As an addendum, I tried using pd.to_numeric outside of a lambda function but it also returned an error:
input_df = pd.to_numeric(input_df, errors='coerce')
TypeError Traceback (most recent call last)
<ipython-input-93-7178dce9054b> in <module>
----> 1 input_df = pd.to_numeric(input_df, errors='coerce')
C:\ProgramData\Anaconda3\lib\site-packages\pandas\core\tools\ in to_numeric(arg, errors, downcast)

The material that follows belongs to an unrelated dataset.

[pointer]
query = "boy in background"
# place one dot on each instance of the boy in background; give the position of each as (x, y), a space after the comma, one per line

120 values = np.array([arg], dtype='O')
121 elif getattr(arg, 'ndim', 1) > 1:
--> 122 raise TypeError('arg must be a list, tuple, 1-d array, or Series')
123 else:
124 values = arg
TypeError: arg must be a list, tuple, 1-d array, or Series
You may try something like:
input_df = input_df.apply(lambda x: pd.to_neumeric(x,errors='coerce')).applymap(transform_x)
the input_df is a 2D array but pd.to_neumeric() takes only list, tuple, 1-d array, or Series so you cannot call a dataframe under it.Hence we take the help of lambda x to pass each series individually .
Once all the df has neumeric data, apply your function.